和田:こちらこそありがとうございます。2017年にも参加したんですが、あのときはワークショップだけで、ここでどういう人たちがどういうストーリーを持って取り組んでいるのかが伝わらないと思っていたので、今回こういうインタビューがあってよかったです。
――そうですね。今回の地域プロジェクトでは、のせでんアートライン期間が終わっても継続されていくプロジェクトとしてみなさんをご紹介させていただいています。
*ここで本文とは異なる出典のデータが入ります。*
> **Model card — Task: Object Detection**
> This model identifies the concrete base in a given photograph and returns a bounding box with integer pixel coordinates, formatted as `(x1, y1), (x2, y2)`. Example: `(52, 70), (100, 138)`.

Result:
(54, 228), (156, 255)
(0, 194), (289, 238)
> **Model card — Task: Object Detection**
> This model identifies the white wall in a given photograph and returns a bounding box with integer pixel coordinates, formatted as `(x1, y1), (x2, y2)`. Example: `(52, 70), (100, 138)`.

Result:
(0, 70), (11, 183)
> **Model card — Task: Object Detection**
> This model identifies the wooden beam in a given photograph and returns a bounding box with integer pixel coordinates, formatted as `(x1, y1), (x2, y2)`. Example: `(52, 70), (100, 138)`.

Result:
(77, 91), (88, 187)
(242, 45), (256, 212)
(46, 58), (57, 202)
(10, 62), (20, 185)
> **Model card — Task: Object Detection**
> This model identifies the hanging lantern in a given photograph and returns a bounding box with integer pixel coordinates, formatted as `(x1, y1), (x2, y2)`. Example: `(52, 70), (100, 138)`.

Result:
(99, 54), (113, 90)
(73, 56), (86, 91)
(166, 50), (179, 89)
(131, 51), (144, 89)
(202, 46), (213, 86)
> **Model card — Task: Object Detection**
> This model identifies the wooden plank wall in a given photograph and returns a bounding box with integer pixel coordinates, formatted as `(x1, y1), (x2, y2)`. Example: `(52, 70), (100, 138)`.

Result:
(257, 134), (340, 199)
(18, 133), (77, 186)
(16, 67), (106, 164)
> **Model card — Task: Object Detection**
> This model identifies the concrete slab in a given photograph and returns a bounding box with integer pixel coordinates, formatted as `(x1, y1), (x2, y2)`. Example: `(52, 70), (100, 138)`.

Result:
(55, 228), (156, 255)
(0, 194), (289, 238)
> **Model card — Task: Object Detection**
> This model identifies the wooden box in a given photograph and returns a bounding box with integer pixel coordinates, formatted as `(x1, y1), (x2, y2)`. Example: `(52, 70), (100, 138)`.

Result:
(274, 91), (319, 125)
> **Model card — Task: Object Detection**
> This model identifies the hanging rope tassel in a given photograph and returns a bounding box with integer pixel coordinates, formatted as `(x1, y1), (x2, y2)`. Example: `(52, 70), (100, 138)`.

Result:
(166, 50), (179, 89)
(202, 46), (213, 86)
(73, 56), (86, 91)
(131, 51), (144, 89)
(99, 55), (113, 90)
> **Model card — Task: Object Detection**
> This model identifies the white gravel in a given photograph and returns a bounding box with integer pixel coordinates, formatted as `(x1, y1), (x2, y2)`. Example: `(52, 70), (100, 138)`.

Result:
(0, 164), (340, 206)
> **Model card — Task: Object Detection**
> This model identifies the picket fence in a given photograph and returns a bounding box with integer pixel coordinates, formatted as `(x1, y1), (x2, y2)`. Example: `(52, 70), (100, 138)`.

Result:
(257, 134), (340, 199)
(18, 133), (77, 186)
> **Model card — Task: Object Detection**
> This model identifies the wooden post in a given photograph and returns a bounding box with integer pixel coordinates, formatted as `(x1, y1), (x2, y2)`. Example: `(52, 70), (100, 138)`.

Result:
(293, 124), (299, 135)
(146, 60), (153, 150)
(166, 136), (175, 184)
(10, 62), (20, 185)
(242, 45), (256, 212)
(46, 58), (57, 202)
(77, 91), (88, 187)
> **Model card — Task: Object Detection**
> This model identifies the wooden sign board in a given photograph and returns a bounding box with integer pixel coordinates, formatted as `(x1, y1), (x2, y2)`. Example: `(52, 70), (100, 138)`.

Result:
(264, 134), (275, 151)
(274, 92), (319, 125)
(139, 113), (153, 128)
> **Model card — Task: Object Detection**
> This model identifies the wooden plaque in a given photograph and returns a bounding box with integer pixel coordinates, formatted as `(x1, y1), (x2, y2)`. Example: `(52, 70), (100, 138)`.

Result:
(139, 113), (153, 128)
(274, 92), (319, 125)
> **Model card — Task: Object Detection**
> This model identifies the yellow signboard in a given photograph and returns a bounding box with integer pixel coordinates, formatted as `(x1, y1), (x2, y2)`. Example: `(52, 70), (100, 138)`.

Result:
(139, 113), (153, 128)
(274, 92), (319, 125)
和田さんは、この能勢の豊かな自然の中で養蜂をされていますよね?
和田:「自然」って言うと概念が難しいんですよ。普通「自然」って言ったら、みなさんは何を思い浮かべますか? 「緑」とか「空気」「生き物」とか、そういうふわ〜っとしたものだと思うんです。だから僕は「自然」という言葉はいつも使わないようにしているんです。僕が考える「自然」は、生命体は無く歴史的に遡った「原始の自然」「裸の自然」のようなものなんです。でもここでそれを言うとややこしくなるので(笑)。
――「里山」というのは「自然」とは少し違いますか?
和田:全然違いますね。僕の中では。「里山」というのは、人間が手を入れて作り出したものです。地球規模で見てみると、生命の誕生からでも地球環境は変わってきていますよね。それに対応することで、生命は今の形になってきたわけです。そうやって考えると「里山」=「自然」ではなく、「自然」の概念をはっきりさせないと今地球に起こりつつある深刻な問題にはアプローチできないんだと思います。
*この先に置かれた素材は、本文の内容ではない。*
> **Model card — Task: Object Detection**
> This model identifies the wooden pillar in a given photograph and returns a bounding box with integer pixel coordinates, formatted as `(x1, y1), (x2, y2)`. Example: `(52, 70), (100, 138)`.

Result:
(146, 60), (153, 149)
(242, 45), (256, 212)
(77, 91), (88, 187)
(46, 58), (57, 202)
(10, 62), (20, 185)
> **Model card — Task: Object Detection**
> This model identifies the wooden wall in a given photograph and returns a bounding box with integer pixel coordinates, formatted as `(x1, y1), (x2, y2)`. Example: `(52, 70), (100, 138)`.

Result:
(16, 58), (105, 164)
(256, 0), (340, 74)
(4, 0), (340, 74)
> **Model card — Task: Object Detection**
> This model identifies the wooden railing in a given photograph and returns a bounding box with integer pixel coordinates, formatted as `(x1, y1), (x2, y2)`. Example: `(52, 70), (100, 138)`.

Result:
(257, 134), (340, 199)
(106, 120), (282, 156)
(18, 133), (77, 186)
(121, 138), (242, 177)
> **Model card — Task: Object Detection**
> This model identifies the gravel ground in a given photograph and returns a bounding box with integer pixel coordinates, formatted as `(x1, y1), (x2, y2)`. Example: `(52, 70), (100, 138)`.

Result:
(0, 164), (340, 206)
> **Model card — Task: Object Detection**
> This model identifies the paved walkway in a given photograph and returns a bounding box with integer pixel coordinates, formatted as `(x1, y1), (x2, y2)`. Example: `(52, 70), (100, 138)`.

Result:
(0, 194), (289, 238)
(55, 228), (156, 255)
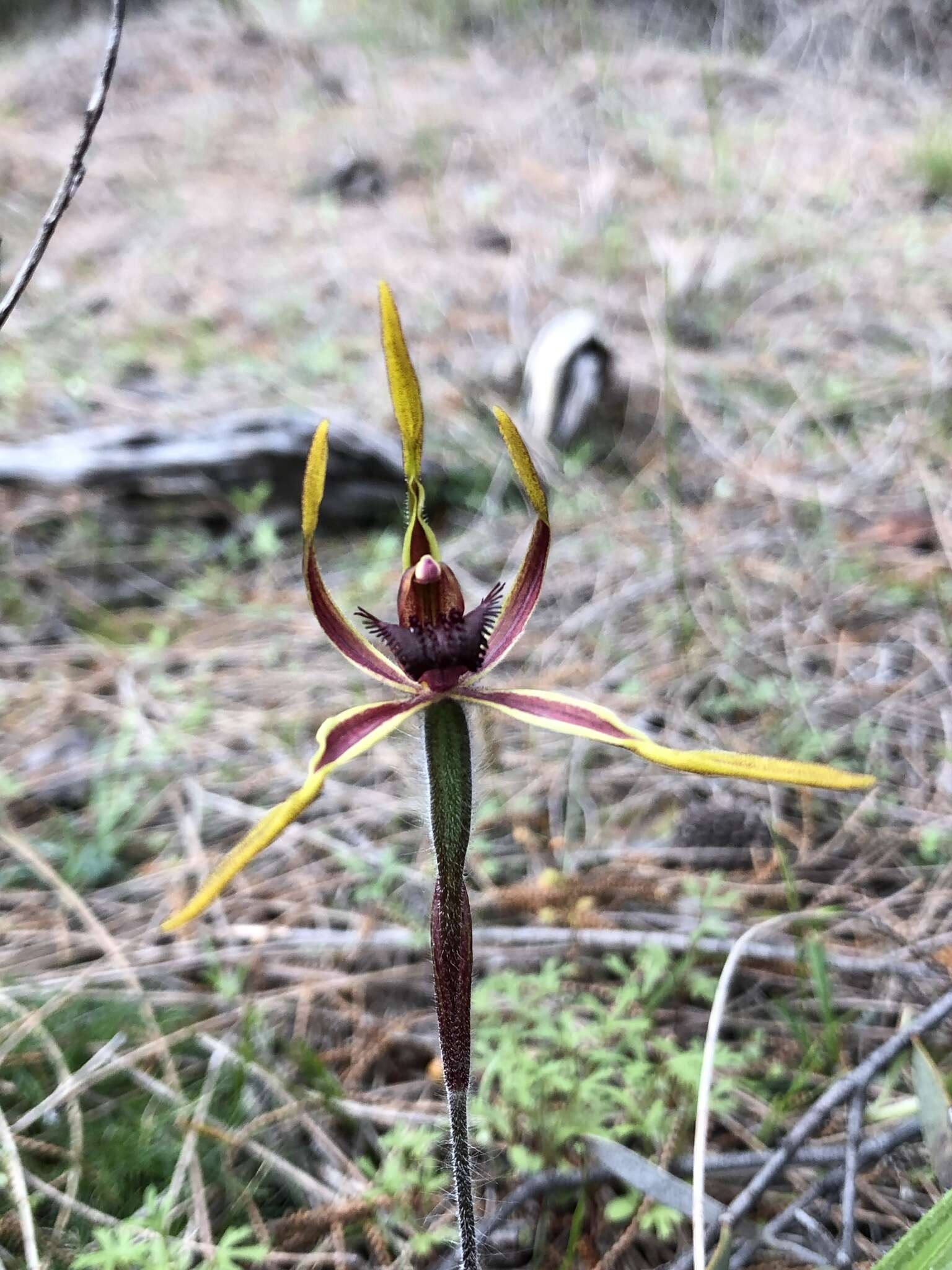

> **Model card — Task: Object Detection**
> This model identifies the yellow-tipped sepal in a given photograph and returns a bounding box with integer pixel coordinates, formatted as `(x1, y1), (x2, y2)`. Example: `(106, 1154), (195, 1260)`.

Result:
(162, 692), (431, 932)
(453, 687), (876, 790)
(493, 405), (549, 525)
(379, 282), (439, 569)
能勢町は三菱UFJリサーチ&コンサルティングが2016年に発表した「都市の生物多様性に優れた自治体ランキング」で1位になっているんですね(*1)。これは都市部だけの話で全国規模ではないのですが、それでもこの辺りは蜜源植物が非常に多いと思います。
*1……のせでんアートライン2019開催地の猪名川町も能勢町と同率1位
――蜜源植物ってなんですか?
和田:蜂の蜜源になる植物のことです。植物はすべて蜜を出すわけではないんです。そして蜜を出す植物があったとしても、蜂は舌が短いので蜜を集められる植物というのは非常に限られています。それがこの地域では蜂が蜜を集めることのできる蜜源植物だけでも多様性に富んでいる。だけど、そんな環境にもかかわらず養蜂している人が本当に少ないのが現状です。
トウヨウミツバチ(ニホンミツバチ)とセイヨウミツバチ
――西洋と東洋のミツバチってどう違うんですか?
和田:西洋と東洋のミツバチは同じミツバチなんですが、それぞれ種(*2) が違います。進化のある過程でそれぞれに交渉がなくなり、環境に合わせて変化していきました。トウヨウミツバチの生息している場所は、気候が温暖で蜜源がたくさんあります。ところが、西洋は寒くて蜜源が少ない。そうなってくるとそれぞれのミツバチで取る戦略の違いが起こり、種が変わっていきます。
トウヨウミツバチは蜜源が多いので、小規模の群れでより豊かな蜜源を目指して移動していきます。移動するので、蜜の糖度もそんなに上げない。あと性格が穏やかです。日本で養蜂していてもほぼ野生なので手間はそんなにかかりませんが、勝手にどこかへ行ってしまったりします。
対して、セイヨウミツバチは1つの拠点を構えて群れを大きくして、数少ない蜜源の蜜をどんどん溜め込む。そして気が強い。蜜がないとトウヨウミツバチのところから取ってきたりもします。そういう性質があるので、セイヨウミツバチのほうが蜜を集める能力が圧倒的に高いんです。ただセイヨウミツバチは日本の環境では野生できないので、家畜として世話をしないといけません。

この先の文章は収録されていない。